W 52 wydaniu tygodnika „Sieci” z 2021 roku ukazał się bardzo ciekawy artykuł Wojciecha Lady poświęcony polskim insygniom koronacyjnym. Autor skupia się wyłącznie na kwestii unicestwienia insygniów i innych symboli Królestwa Polskiego przez króla Prus Fryderyka Wilhelma II.
Artykuł jest godny polecenia czytelnikom, chociaż w opisie ilustracji do niego załączonej znalazło się poważne przekłamanie mówiące: „Insygnia koronne, które dziś można oglądać na Wawelu, …”. Ta połowa zdania nie ma nic wspólnego z rzeczywistością i wprowadza czytelnika w błąd. Nie wiadomo na jakiej podstawie pan Lada tak napisał, ponieważ wzmiankowane insygnia były i są prywatną własnością i nigdy na Wawelu nie były wystawiane. Z kontekstu można by wywnioskować, iż są one własnością państwa, „… wykonanymi w 2001 r. przez antykwariusza z Nowego Sącza Adama Orzechowskiego.”.
Pierwszym właścicielem zrekonstruowanych insygniów był ich odtwórca Adam Orzechowski, a obecnie jest Wielki Mistrz Rycerskiego Zakonu Korony Polskiej Świętego Kazimierza Królewicza Jan Lech Skowera. Na co dzień są przechowywane w skarbcu jednej z polskich katedr.
Insygnia koronacyjne są wystawiane na widok publiczny w różnych miejscach w Polsce, ostatnimi czasy najczęściej w kościołach i katedrach. Miejscem, w którym ostatni raz były pokazane jest radomska fara p.w. św. Jana Chrzciciela.
Same insygnia stały się inspiracją do powstania kilku organizacji i innych inicjatyw, jak np. ustanowienia Orderu Korony Polskiej. Pierwszą organizacją było stowarzyszenie monarchistów polskich – Konfederacja Spiska, następną Fundacja Korony Polskiej, a ostatnio Rycerski Zakon Korony Polskiej Świętego Kazimierza Królewicza.
Fakt, iż o największy, najświętszy symbol polskiego państwa troszczą się osoby prywatne świadczy dobitnie o tzw. polityce historycznej Polski.

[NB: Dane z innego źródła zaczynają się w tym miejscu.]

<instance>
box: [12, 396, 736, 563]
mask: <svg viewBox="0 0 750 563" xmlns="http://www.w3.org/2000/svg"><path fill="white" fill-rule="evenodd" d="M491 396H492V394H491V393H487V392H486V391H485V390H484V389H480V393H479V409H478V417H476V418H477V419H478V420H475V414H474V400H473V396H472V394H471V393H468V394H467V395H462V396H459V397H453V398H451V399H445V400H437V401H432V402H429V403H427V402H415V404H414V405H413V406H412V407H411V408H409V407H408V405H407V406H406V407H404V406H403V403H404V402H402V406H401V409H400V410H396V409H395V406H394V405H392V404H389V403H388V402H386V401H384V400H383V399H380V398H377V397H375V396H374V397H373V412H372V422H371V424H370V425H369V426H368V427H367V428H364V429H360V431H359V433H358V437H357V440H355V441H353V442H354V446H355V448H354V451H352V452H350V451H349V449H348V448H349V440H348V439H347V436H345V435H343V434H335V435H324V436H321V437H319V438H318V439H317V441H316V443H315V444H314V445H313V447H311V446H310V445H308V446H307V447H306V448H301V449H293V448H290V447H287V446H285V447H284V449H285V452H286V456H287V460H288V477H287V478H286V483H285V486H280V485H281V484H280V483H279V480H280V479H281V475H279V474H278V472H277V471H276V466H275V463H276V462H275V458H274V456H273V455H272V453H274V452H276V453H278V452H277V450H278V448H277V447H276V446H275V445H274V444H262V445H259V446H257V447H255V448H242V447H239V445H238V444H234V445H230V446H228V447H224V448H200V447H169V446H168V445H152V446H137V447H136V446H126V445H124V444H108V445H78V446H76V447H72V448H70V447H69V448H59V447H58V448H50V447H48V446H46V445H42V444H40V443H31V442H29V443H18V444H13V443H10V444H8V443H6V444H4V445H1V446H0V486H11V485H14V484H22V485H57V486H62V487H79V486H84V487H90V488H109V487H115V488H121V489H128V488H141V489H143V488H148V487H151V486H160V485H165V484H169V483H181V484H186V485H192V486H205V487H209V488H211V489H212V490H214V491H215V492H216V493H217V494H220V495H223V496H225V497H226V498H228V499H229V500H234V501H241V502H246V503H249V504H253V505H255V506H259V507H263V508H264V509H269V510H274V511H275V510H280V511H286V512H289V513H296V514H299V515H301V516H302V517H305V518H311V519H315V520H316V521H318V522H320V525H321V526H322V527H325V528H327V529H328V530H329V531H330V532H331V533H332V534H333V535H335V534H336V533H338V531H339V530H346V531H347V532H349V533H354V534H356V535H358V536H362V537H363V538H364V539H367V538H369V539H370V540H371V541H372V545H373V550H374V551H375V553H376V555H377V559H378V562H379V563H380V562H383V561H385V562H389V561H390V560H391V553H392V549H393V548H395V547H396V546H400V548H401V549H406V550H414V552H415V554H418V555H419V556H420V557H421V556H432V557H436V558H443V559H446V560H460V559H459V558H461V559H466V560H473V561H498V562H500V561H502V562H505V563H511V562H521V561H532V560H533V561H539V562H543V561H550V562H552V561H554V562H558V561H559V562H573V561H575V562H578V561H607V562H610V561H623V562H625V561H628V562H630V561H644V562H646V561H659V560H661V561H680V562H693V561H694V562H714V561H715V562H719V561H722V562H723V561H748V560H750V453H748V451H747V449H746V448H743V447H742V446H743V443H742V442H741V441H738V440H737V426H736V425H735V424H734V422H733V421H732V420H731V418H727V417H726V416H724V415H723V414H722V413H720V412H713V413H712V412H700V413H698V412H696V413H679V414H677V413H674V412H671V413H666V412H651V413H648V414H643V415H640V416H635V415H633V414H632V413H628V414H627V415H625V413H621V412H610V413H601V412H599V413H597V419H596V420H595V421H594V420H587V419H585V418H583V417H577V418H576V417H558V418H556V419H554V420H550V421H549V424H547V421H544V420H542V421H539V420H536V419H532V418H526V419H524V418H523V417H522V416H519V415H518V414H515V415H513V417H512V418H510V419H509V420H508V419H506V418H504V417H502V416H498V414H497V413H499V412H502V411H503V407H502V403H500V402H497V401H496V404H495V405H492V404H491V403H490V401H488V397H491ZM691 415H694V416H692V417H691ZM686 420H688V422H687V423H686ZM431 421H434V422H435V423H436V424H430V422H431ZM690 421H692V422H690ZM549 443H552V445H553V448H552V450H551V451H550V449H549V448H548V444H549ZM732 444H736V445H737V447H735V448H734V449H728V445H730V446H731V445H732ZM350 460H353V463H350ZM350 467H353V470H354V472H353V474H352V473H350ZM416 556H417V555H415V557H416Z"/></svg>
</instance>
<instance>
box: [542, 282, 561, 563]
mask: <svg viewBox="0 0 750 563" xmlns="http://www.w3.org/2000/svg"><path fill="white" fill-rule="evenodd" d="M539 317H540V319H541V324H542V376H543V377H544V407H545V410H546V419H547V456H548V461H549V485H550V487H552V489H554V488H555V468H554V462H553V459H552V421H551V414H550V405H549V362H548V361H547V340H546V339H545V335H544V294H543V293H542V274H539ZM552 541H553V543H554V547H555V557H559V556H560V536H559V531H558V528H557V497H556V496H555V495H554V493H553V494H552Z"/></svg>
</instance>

Rzeczpospolitej, ani jej państwowych instytucji nie stać na to, aby się zatroszczyć o symbol tej rangi jak Korona królów Polski. Mało tego, nie przejawiły i nie przejawiają najmniejszego zainteresowania, za to wręcz ostentacyjnie okazują swoją niechęć.
Na potwierdzenie tego faktu następujący przykład. 25 listopada 2017 roku, w święto Chrystusa Króla, w Katedrze Św. Jana Chrzciciela we Wrocławiu została odprawiona uroczysta Msza św. na inaugurację oktawy przygotowań obchodów Milenium Królestwa Polskiego 1025 – 2025, z wystawieniem królewskich insygniów koronacyjnych. Uroczystość odbyła się z inicjatywy Konfederacji Spiskiej, a Mszę św. celebrował JE Ks. Abp Marian Gołębiewski Metropolita Wrocławski Senior.
Zwrócone się do jednej z instytucji państwowych z propozycją organizacji sympozjum naukowego poświęconego Milenium Królestwa Polskiego, wskazując możliwość prezentacji polskich insygniów koronacyjnych. Wysoki urzędnik państwowy stwierdził, iż „przedmioty te nie mają wartości, ponieważ nie są oryginalne”.
W takim razie należałoby zapytać czy odbudowany Zamek Królewski w Warszawie też nie ma wartości? Tym tokiem myślenia dochodzimy do pytania zasadniczego: „Czy odbudowane po stuleciu niewoli Państwo Polskie ma wartość, skoro nie ma ciągłości?”
Taki stan świadomości historycznej mógłby nie dziwić u przeciętnego obywatela, jednak jeśli odnosi się do wysokiej rangi urzędnika państwowego, to jest to już prawdziwy dramat. Niestety urzędników takich znajdziemy w każdej instytucji.
Jan Lech Skowera 03.01.2022
Norbert / 9 listopada 2023
Witam. Małymi krokami uda się rozpopagować wiedzę na temat istnienia repliki insygniów (z dużą pewnością wykonanych z części złota z oryginalnych klejnotów) i zaiteresowania tym opinii publicznej.